If we could get a deterministic pseudo-random number based on the given user and feature then we should be able to use the same approach as above. Something along the lines of:

def open?(user, feature, percentage)
  rand(user, feature) < percentage
end

We know we can’t use rand as it only accepts one integer argument, not a user or feature. This is where Flipper gets very clever. I’ll show a simplified example (as to avoid needing to understand any of the implementation details such as how Flipper stores values in your datastore) of how Flipper accomplishes the percent of actors gate, and then explain step-by-step what’s going on.

def open?(user, feature, percentage)
  id = "#{user.id}#{feature.name}"
  Zlibcrc32(id) % 100 < percentage
end

Genius. The interesting idea here is figuring out how to generate a random number given a user and a feature. The key point is that this random number needs to always be the same number given the same inputs. Otherwise this gate would act more like a percentage of time gate and sometimes say yes this feature is enabled for this user and other times say no. Flipper accomplishes this via the crc32 checksum, a commonly used algorithm to detect accidental changes to data sent over a network, as a hashing function. Hashing algorithms take some input and (ideally) produce a unique output. Crc32 serves as a great hashing algorithm for our case because its efficient and only produces integers unlike some other hashing algorithms such as SHA-1 and MD5 that produce alphanumerics. The important thing to note here is that crc32 isn’t a perfect solution for our use case, but its good enough. The outputs aren’t random or else we’d end up with non-deterministic values. They’re just seemingly random!

e.g. crc32 checksum of two similar strings. Notice there is seemingly no similarity between the two produced values despite the similarity of inputs.

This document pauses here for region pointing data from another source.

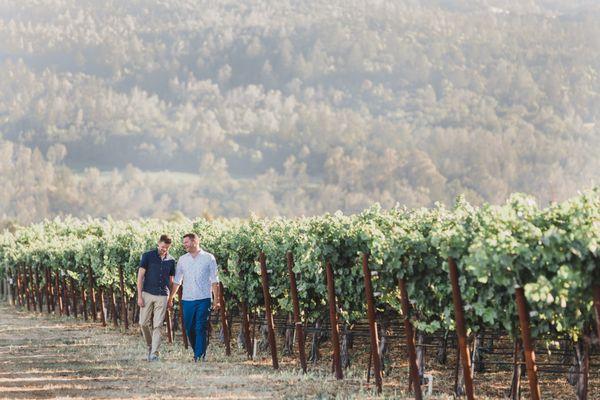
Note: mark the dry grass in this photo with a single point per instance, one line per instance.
(56, 357)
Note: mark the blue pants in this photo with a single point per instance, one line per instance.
(195, 319)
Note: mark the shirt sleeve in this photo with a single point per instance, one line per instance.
(178, 273)
(144, 261)
(214, 273)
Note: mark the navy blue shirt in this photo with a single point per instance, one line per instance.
(158, 271)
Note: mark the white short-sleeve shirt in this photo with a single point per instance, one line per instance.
(196, 275)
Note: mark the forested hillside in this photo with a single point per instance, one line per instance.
(133, 108)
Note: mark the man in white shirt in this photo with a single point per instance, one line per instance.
(197, 272)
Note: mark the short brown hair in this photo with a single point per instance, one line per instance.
(165, 239)
(191, 236)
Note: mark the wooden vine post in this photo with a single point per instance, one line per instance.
(372, 324)
(335, 333)
(123, 304)
(296, 304)
(268, 313)
(461, 330)
(527, 344)
(410, 339)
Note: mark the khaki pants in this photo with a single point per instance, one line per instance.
(158, 304)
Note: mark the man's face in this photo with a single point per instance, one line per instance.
(189, 244)
(163, 248)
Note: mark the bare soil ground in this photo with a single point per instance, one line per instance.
(44, 357)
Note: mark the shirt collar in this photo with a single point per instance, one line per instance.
(167, 257)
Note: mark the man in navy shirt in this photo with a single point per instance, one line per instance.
(155, 282)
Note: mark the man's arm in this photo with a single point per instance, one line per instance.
(216, 288)
(173, 288)
(175, 283)
(215, 284)
(141, 275)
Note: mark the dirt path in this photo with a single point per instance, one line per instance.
(49, 357)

Given the same inputs the output will always be the same.

Zlib.crc32("alex")

=> 2772900818

Zlib.crc32("Rlex")

=> 1205423261

Zlib.crc32("Rlex")

=> 1205423261

One more hashing function to make sure we all understand the high-level idea because it is important for this conversation. Say we have a hash function that given a string input returns the sum of its bytes.

def hash_str(str)
  str.bytes.reduce(:+)
end

Hashing a few strings:

hash_str("ruby")

=> 450

hash_str("Alex")

=> 394

At first this might seem like a decent hash function, but its actually horrible. Without even getting into the issues with passing in strings with varying encodings (Definitely check out my post on character encodings if you’re not up to speed on how computers handle characters. hint: “Alex” might not always sum to 394), its a bad hash function because its capable of producing many collisions. A collision is when two or more inputs hash to the same output. By simply rearranging the characters we’re not changing the total number of bytes so:

hash_str("xlAe")
hash_str("eAlx")
hash_str("lxeA")

all hash to 394! - assuming we’re working with ASCII or UTF-8 encoded strings.

Back to Flipper.

open? takes the user’s id and concatenates it with the feature name.

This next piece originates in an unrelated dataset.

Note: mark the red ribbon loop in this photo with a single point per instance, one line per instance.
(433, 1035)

def open?(user, feature, percentage)
  id = "#{user.id}#{feature.name}"
  Zlibcrc32(id) % 100 < percentage
end

Substituting id with its value for a user with id: 22 and feature name: :ner_calculator. We get:

Zlib.crc32("22ner_calculator") % 100 < percentage

Futher reducing the lefthand side of the equation we calculate the crc32 checksum of “22ner_calculator” to get:

1316767308 % 100 < percentage

Since crc32 checksums are large integers we mod the result by 100 to get a value between 0 and 100:

8 < percentage

Finally we stated we’re checking this user and feature with a percentage of 30:

8 < 30

At last Flipper tells us, “Yes, Alex, this user is enabled for this feature based on this percentage”:

=> true

Hopefully you’ve learned something and have a new-found appreciation for randomness! Be sure to check out the actual source code as you’re armed with enough knowledge to know exactly how these features are implemented.